Film Review: “Do Revenge”


Screengrab from: "Do Revenge"

“Do Revenge” was directed by Jennifer Kaytin Robinson and released on Sept. 16 2022 and stars Maya Hawke, Camila Mendes and Austin Abrams in a teen dramedy film.

Sophia Sailer, Editor-in-Chief

“Do you wanna know how you can tell when you really have reached the top? When someone wants to destroy you,” (Drea, “Do Revenge”).

Three extremely recognizable actors to the teenage eye come together to create, in my opinion, the first iconic Netflix high school drama. These are the only characters that matter in the film.

First introduced is Camila Mendes playing Drea, a popular girl in her high school that has gained popularity through work instead of class. She gives an Anna Delvey vibe, but if Anna Delvey was a serial killer. Mendes’ acting isn’t necessarily Oscar worthy, but the writing of this film makes up for it.

Austin Abrams comes out of the cracks and plays the perfect modern boyfriend “Max” to Mendes’ character, psychopathically expressing love to her through asking for nudes (which is jarring after seeing his character in “Euphoria”).

Lastly, Eleanor, portrayed by Maya Hawke, is the most interesting character in the film.
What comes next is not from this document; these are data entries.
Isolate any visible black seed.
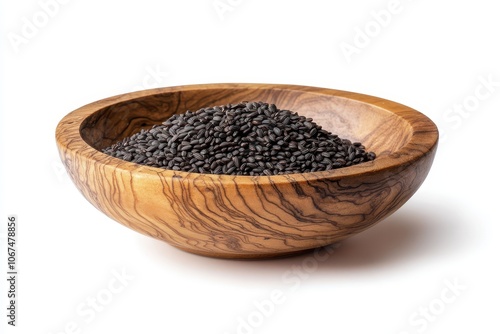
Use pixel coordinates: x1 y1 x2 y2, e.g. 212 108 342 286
103 102 375 176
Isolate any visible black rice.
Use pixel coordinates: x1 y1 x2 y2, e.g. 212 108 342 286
103 102 375 176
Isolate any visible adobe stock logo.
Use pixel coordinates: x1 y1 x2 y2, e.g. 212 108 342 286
7 0 70 53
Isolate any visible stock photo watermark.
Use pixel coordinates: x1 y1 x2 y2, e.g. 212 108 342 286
440 73 500 143
47 268 134 334
339 0 412 63
212 0 243 21
398 278 467 334
7 0 71 53
224 243 340 334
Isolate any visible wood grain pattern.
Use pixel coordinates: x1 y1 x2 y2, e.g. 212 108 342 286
56 84 438 258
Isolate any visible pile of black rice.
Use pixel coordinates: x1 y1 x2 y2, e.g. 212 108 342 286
103 102 375 175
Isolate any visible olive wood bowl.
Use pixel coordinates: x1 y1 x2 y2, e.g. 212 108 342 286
56 84 438 258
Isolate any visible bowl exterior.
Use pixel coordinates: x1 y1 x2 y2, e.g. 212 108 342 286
56 86 437 258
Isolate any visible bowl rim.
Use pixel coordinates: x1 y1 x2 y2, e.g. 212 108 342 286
56 83 439 185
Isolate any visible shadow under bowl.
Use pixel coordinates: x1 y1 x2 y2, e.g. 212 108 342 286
56 84 438 258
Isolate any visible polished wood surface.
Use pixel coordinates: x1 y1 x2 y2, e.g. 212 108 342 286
56 84 438 258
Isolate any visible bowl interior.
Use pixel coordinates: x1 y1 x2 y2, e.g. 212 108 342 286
80 87 413 157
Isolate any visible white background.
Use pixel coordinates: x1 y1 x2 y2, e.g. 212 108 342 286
0 0 500 334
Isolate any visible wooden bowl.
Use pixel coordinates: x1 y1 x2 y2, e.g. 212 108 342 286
56 84 438 258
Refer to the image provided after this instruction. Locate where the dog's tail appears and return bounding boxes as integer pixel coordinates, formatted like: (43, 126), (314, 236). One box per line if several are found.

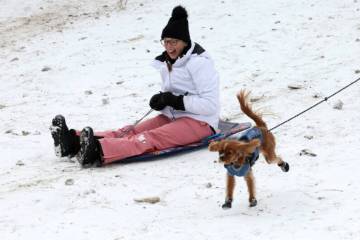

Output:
(236, 90), (267, 129)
Eleanor has underlying motives and hidden love interests throughout the film. She is the eyes of the audience, and she sees how dumb the revenge scheme is while also having her own schemes in the film.
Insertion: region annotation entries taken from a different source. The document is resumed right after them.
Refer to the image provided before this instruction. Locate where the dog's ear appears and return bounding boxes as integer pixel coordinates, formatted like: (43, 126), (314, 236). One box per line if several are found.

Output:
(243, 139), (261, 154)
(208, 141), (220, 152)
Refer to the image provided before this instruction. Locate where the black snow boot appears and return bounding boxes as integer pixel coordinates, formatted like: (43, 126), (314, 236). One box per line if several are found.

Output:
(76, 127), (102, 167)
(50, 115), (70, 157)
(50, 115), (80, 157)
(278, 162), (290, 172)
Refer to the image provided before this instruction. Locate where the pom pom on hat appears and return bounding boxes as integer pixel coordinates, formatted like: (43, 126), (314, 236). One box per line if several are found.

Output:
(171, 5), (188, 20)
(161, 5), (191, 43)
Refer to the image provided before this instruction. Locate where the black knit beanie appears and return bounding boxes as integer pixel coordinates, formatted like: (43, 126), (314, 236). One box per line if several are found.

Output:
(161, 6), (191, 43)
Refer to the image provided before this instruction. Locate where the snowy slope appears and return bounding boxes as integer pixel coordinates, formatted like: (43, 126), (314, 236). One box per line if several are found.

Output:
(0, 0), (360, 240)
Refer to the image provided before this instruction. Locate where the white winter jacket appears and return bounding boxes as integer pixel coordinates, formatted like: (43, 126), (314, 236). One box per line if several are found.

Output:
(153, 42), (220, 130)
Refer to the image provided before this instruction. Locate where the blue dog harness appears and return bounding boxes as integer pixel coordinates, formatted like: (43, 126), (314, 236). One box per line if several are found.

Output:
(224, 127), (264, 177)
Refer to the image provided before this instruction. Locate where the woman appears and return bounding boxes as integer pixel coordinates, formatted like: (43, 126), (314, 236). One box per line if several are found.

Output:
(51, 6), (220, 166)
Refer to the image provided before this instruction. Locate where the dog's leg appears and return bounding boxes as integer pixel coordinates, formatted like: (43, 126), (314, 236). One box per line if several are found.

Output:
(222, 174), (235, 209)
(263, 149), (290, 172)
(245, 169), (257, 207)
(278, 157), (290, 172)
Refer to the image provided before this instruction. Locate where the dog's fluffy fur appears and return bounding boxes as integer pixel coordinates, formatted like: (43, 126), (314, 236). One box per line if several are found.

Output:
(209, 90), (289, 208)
“Do Revenge” far exceed my initial expectations of the flick. Netflix’s high school dramas up until this point have repeatedly been flops, but “Do Revenge” not only has rounded and complicated female characters, aesthetically pleasing mise en scène, but has complicated and unique themes that have never been shown before on screen.

One theme in this film that stood out to me was the constant parallels to “The Most Dangerous Game”. “The Most Dangerous Game” is a story about a hunter who gets bored by hunting animals, so he decides to hunt humans.

At the start of “No Revenge”, Max leaks Drea’s nudes to everyone in school, and then he later tells a speech about how he never loved her or anyone he has ever dated. It is then revealed Max said this just to get a girlfriend and have sex.

Max then shows off Drea’s nudes and new girlfriend to his friends, as a hunter would with a recently bagged deer. Drea compares Max to a hunter throughout the film, but she does not need to as it is shown through actions in many parts of the film.

In a relationship with Drea’s best friend, Max tells his girlfriend when she is talking about a serious concern that “he only here to have sex and she needs to stop talking”. Max also put together a feminist club just to get women and prove to the school that he did not leak the video. Max even stars in a school-made magazine talking about how much of a feminist he is.

This reminded me of encounters I have had with men at Winona State University, who have said that they would only take a women’s gender and sexuality studies course so that they can “pull women.”

Another theme in the film that I have not seen done this well is the idea of “fake wokeness.”

In the film, Drea befriends Eleanor and preaches feminist ideas and does her revenge for these ideas, but when Eleanor tells her about homophobia that she has been through, Drea doesn’t even remember that she did the horrible things that Eleanor mentions. Eleanor frames it that another girl was homophobic, so that she can take revenge on Drea.

Drea only thinks of herself in these feminist scenarios, but in actuality, she has done multiple times over what she hates. Even throughout the film, Drea ruins the lives of multiple women, but since it is in her gain, she still calls herself a feminist.

The irony of Max wearing the star of David throughout the film made me laugh out loud. That symbol is the perfect rendition of how he is shown in the school as the perfect golden boy that is not able to be tainted for most of the film even when hard evidence is shown otherwise.

Overall, this film is the first Netflix high school drama that I have enjoyed, and I enjoyed it both entertainment-wise and critically!